When he reached the table where she sat, he beamed at her happily.
“This is an unexpected treat,” he told her as he sat down and unfolded his napkin.
“I can imagine having a nice hot meal in the middle of the day must be quite a novelty for you,” she smiled at him, deliberately misunderstanding.
His eyes met and held hers.
“Oh, I frequently have a hot lunch,” he told her. “I rarely have the privilege of sharing it with someone so charming.”
Hilary fluttered her eyelashes, mockingly impressed. “Why, Doctor!” she murmured.

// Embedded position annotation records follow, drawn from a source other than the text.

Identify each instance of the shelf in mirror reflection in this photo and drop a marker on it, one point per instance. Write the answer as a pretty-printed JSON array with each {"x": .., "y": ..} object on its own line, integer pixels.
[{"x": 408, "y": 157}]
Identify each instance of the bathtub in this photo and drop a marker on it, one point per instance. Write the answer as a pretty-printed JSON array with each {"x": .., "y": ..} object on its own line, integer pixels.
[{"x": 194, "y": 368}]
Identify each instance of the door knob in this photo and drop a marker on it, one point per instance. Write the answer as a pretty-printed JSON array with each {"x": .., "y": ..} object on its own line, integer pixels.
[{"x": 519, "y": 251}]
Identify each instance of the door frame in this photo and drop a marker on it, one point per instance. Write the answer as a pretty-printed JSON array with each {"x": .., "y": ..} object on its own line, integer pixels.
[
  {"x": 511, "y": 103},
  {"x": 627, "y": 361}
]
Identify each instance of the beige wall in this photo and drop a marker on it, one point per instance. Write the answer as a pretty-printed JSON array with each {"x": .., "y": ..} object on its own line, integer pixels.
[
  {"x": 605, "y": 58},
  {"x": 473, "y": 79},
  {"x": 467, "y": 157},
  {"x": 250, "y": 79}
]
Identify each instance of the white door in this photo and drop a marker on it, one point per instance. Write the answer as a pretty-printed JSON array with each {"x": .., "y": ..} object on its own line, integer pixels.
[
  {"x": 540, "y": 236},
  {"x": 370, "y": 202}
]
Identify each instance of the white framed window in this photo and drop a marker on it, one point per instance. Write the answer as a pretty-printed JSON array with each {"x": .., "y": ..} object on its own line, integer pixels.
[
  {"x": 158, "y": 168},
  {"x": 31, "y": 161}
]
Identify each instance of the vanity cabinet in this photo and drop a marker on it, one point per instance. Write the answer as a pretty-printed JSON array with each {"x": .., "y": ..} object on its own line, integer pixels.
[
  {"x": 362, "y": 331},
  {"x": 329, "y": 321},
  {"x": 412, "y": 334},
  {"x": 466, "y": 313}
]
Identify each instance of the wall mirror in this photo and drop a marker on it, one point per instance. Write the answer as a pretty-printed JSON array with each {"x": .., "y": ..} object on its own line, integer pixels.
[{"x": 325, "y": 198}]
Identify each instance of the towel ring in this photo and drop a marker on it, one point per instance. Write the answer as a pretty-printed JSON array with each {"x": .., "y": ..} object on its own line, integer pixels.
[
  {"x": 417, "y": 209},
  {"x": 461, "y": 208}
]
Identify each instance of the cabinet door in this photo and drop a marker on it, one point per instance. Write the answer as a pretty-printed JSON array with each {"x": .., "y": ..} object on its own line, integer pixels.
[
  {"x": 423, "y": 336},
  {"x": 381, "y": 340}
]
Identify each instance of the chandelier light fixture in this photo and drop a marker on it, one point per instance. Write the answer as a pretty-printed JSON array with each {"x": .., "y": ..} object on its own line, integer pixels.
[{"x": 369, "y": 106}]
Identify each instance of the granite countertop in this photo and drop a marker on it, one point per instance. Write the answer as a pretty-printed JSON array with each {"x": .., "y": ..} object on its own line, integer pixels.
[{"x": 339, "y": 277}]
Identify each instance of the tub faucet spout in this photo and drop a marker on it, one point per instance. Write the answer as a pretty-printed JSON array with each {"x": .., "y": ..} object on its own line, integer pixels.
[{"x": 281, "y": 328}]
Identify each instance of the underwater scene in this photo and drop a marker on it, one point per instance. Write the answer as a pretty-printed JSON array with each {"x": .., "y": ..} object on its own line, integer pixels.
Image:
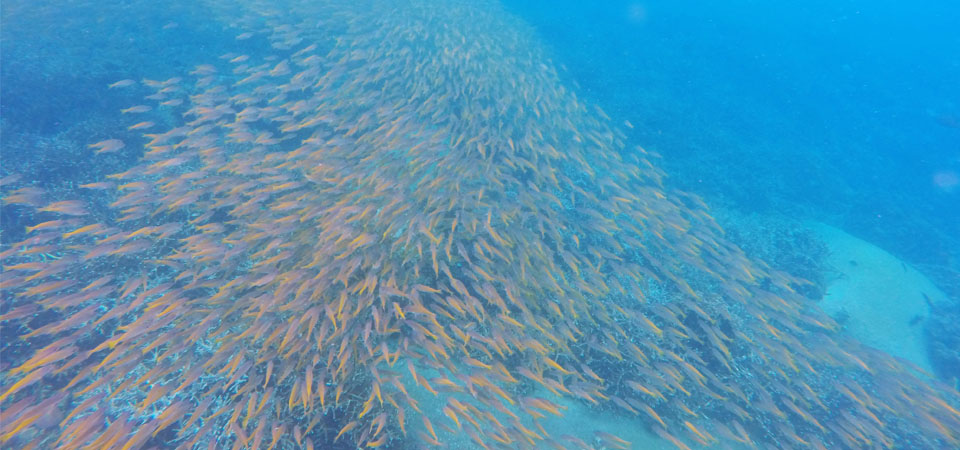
[{"x": 479, "y": 224}]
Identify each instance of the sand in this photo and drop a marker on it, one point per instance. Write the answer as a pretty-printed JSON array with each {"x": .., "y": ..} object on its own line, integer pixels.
[{"x": 879, "y": 299}]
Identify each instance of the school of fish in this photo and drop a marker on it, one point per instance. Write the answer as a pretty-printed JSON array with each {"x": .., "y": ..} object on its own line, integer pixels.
[{"x": 403, "y": 202}]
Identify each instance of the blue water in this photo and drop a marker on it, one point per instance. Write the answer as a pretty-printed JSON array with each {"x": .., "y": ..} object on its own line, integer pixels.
[
  {"x": 845, "y": 113},
  {"x": 837, "y": 111}
]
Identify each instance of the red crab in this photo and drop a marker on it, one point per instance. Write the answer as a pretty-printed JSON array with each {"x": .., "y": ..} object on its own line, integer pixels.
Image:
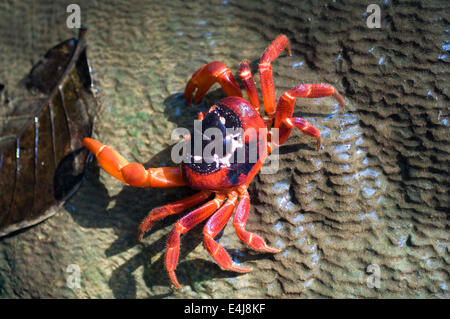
[{"x": 228, "y": 181}]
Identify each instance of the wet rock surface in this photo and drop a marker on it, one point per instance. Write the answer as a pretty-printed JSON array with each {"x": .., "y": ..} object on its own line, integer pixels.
[{"x": 373, "y": 199}]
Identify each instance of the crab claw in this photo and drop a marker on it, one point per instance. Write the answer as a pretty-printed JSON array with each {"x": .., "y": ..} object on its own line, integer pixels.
[{"x": 206, "y": 76}]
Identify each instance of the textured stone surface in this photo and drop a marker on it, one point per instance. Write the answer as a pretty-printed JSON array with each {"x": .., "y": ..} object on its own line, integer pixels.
[{"x": 376, "y": 193}]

The waitress came, bringing his soup, and as he dipped a spoon into it, he grinned across the small table at Hilary. “What did you do to the Duchess? She was raving!”
“Not half as much as the Duchess did to me,” Hilary admitted wryly. “She had me fired.”
Dr. Marsden put down his spoon, all hint of raillery gone, his eyes shocked.
“Oh, come now ...” he protested.
“Well, she ordered Mr. Ramsey to fire me, so I helped him by resigning,” said Hilary. “And don’t think it won’t be a pleasure to get out of this luxuriously padded and very elegant cell.”
“I won’t permit this,” said Dr. Marsden, his tone low so that it reached no further than her own ears. “A nurse of your qualifications—”
“Who is shockingly lax in tact, and who insists on telling a woman like the Duchess the truth,” Hilary finished for him.
“You gave your resignation?”
“With vast pleasure,” Hilary assured him.
“Then I shall hand in mine immediately after lunch.”
Hilary gasped a startled protest, “Oh, no, Dr. Marsden, you mustn’t do that! Why, this is such a wonderful place for you to study gerontology—”
“I refuse to stay unless you do,” he insisted firmly.
Hilary met the level gaze of his eyes, and felt color pour into her cheeks, and her eyes turned away from his probing, searching gaze.